Es geht nämlich auch anders. Bei der Stadt Hannover beispielsweise haben ver.di, Personalräte und Arbeitgeber es geschafft, Leiharbeit auf ein Minimum einzuschränken. Warum das in Hannover gelingt? Die Beteiligten lasen sich nicht von der juristischen Frage lähmen lassen, ob denn so etwas überhaupt mit Tarifverträgen oder Dienstvereinbarungen geregelt werden dürfe und der Personalrat ist durchsetzungsbereit. Warum so etwas beim WDR nicht gelingt? Auch und nicht zuletzt, weil allgemein akzeptiert wird, Arbeit bei Medien sei etwas ganz Besonderes, das besondere Regeln erfordere.

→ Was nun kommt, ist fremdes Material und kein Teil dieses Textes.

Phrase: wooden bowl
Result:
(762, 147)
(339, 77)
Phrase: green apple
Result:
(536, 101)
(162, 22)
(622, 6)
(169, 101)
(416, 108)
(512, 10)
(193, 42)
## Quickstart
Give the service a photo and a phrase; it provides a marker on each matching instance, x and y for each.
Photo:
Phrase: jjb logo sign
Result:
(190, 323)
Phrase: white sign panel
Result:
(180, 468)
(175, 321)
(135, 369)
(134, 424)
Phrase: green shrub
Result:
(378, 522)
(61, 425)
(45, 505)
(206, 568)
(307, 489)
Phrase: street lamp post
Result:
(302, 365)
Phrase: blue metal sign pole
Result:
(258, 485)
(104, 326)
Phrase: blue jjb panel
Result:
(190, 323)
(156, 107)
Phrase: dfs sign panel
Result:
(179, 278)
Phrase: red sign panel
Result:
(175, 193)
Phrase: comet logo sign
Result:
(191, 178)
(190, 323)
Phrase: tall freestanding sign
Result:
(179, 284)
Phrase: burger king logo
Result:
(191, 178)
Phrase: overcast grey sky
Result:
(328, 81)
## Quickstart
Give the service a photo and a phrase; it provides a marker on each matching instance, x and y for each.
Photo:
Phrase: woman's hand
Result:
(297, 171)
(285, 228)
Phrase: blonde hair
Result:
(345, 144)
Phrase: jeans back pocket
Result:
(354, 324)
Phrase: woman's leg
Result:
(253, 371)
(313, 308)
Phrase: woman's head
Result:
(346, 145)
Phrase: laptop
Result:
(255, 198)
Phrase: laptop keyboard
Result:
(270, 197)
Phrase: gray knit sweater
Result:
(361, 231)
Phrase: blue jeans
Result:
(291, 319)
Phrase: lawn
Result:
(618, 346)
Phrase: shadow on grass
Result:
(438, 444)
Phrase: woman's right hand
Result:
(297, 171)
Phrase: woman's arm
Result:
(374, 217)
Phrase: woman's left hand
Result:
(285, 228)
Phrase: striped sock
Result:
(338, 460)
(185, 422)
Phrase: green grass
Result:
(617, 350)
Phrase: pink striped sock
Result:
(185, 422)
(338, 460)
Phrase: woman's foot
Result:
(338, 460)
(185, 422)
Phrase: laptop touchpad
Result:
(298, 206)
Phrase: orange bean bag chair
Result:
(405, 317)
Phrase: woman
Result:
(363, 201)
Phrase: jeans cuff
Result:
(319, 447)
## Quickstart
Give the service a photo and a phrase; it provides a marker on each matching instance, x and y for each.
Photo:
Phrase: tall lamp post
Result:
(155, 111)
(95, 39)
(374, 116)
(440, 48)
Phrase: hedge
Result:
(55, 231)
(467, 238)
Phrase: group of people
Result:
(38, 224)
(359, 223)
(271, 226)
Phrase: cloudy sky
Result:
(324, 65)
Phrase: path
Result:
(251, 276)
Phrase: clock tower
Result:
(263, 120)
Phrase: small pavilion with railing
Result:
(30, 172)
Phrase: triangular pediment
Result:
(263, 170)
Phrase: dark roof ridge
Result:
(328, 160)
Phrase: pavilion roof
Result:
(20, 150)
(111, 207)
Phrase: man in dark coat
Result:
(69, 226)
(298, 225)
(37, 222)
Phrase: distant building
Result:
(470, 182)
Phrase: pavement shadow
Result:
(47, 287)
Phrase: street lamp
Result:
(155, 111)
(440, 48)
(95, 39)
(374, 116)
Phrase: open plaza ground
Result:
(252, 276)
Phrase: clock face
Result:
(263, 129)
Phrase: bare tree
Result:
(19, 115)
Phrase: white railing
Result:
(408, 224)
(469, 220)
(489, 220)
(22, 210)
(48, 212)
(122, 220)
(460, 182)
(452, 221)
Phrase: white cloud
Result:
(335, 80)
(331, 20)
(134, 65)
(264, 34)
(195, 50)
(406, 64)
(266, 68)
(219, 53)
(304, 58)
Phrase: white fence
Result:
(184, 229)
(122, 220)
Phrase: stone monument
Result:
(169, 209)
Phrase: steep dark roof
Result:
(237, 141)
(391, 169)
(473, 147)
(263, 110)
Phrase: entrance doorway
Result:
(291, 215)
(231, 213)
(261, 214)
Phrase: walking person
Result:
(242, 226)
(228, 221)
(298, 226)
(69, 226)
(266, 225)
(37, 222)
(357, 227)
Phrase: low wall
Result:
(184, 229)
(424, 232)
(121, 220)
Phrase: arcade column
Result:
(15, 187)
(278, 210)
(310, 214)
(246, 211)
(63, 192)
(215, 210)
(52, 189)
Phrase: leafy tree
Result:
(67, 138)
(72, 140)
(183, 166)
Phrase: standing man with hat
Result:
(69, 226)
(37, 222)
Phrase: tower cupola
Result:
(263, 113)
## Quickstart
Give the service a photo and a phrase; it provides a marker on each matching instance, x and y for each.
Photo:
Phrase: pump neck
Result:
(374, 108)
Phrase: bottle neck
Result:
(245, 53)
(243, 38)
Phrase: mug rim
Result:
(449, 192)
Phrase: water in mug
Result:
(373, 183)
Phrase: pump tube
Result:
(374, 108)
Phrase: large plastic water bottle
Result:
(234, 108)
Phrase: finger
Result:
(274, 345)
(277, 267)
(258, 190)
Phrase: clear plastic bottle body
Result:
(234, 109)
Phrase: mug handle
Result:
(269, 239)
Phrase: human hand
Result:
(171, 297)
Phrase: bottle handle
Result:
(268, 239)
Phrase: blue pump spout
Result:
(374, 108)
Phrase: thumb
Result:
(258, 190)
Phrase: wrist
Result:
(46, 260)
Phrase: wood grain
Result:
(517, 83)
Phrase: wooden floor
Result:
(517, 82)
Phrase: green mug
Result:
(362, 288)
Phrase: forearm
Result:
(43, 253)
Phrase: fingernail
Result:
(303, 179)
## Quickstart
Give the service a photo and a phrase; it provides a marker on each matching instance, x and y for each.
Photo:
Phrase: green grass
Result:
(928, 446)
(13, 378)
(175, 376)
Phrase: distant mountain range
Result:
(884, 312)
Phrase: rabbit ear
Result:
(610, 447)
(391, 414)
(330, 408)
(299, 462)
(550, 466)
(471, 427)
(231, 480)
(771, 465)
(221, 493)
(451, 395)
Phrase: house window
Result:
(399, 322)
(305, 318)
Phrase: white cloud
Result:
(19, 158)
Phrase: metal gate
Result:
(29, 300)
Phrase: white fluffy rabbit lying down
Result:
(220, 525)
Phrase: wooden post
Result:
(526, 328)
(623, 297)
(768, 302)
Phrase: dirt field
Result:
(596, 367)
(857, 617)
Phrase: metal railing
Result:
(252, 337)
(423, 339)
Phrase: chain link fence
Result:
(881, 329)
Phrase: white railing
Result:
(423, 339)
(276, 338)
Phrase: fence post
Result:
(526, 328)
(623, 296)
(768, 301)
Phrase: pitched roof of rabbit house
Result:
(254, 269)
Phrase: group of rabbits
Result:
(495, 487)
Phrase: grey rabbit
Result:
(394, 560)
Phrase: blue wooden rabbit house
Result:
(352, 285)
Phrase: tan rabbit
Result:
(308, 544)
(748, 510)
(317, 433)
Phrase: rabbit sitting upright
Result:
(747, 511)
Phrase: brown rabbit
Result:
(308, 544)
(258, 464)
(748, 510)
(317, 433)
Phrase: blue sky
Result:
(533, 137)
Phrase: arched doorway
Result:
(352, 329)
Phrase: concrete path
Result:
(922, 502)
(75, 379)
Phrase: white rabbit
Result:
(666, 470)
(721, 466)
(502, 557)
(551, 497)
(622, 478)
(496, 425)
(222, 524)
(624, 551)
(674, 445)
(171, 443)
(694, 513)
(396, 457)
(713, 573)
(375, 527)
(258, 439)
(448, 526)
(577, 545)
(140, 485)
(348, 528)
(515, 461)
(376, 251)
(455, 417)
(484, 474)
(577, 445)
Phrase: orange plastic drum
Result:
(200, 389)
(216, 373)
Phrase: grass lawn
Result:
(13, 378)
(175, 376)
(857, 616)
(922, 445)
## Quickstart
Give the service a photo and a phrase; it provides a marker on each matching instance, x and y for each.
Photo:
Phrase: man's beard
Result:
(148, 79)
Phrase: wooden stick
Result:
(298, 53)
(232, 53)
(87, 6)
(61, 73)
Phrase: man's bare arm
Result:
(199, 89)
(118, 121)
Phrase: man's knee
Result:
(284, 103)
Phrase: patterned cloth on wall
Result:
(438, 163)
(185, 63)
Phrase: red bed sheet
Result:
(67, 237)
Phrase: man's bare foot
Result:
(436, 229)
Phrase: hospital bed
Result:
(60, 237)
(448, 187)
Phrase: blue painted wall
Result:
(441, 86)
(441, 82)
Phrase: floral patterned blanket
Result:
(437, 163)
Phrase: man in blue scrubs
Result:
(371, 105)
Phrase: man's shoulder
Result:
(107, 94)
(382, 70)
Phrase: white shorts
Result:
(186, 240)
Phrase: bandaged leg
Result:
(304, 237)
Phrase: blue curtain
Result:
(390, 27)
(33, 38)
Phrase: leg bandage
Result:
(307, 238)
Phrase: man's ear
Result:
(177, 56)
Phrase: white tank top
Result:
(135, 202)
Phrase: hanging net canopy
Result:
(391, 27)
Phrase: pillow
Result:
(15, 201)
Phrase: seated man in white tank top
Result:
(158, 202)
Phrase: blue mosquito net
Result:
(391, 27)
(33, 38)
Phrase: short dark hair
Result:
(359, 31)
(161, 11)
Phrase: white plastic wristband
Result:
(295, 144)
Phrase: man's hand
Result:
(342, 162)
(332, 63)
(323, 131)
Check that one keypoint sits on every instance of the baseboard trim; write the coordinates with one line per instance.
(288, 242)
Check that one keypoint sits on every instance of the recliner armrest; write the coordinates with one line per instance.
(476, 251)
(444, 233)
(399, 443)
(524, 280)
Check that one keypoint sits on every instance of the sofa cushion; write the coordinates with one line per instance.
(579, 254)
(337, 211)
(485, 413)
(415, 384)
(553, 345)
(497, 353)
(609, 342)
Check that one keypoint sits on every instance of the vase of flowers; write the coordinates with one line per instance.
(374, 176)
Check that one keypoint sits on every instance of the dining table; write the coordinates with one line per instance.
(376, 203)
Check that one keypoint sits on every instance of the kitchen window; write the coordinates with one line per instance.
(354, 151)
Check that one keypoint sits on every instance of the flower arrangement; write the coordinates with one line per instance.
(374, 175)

Eine Mär. Auch bei den Hannoveranern gibt es kurzfristigen Arbeitskräftebedarf, kaum anders als beim Einsatz von Fernsehteams oder Cutterinnen: Wenn die Stammköchin einer Kindestagesstätte erkrankt, muss für das Mittagessen eine andere Köchin ganz kurzfristig einspringen; oft wird sie erst am selben Vormittag alarmiert. Es lässt sich ausrechnen, wie viele Köchinnen dafür als „Springerinnen“ in der ganzen Stadt permanent benötigt werden, und wie flexibel ihre Arbeitszeitregelungen sein müssen. Und das tat der Personalrat. Dann wurde in Hannover die Einstellung der bisher als Leiharbeiterinnen arbeitenden Köchinnen vereinbart – zu besonderen Regeln für die Arbeitszeiten, die dem Bedarf der Kitas gerecht werden.9 Unter dem Schutz des Tarifvertrags im öffentlichen Dienst und zu gleichem Lohn für gleiche Arbeit.
Warum sollten solche Regeln bei Rundfunk und Fernsehen nicht möglich sein? Der Verdacht liegt nahe, dass lediglich der vom Rundfunkrat genehmigte Stellenplan danach aussehen soll, als käme der WDR mit immer weniger Arbeitnehmerinnen aus. Es gilt die Ansage der Intendantin, bis 2015 jährlich 11 bis 15 Stellen einzusparen. Angesichts der überbordenden Leiharbeit im WDR ist das leicht zu stemmen und reine Augenwischerei. Die Mitglieder des WDR-Rundfunkrats, meist Politikerinnen, können das eigentlich nicht mitverantworten.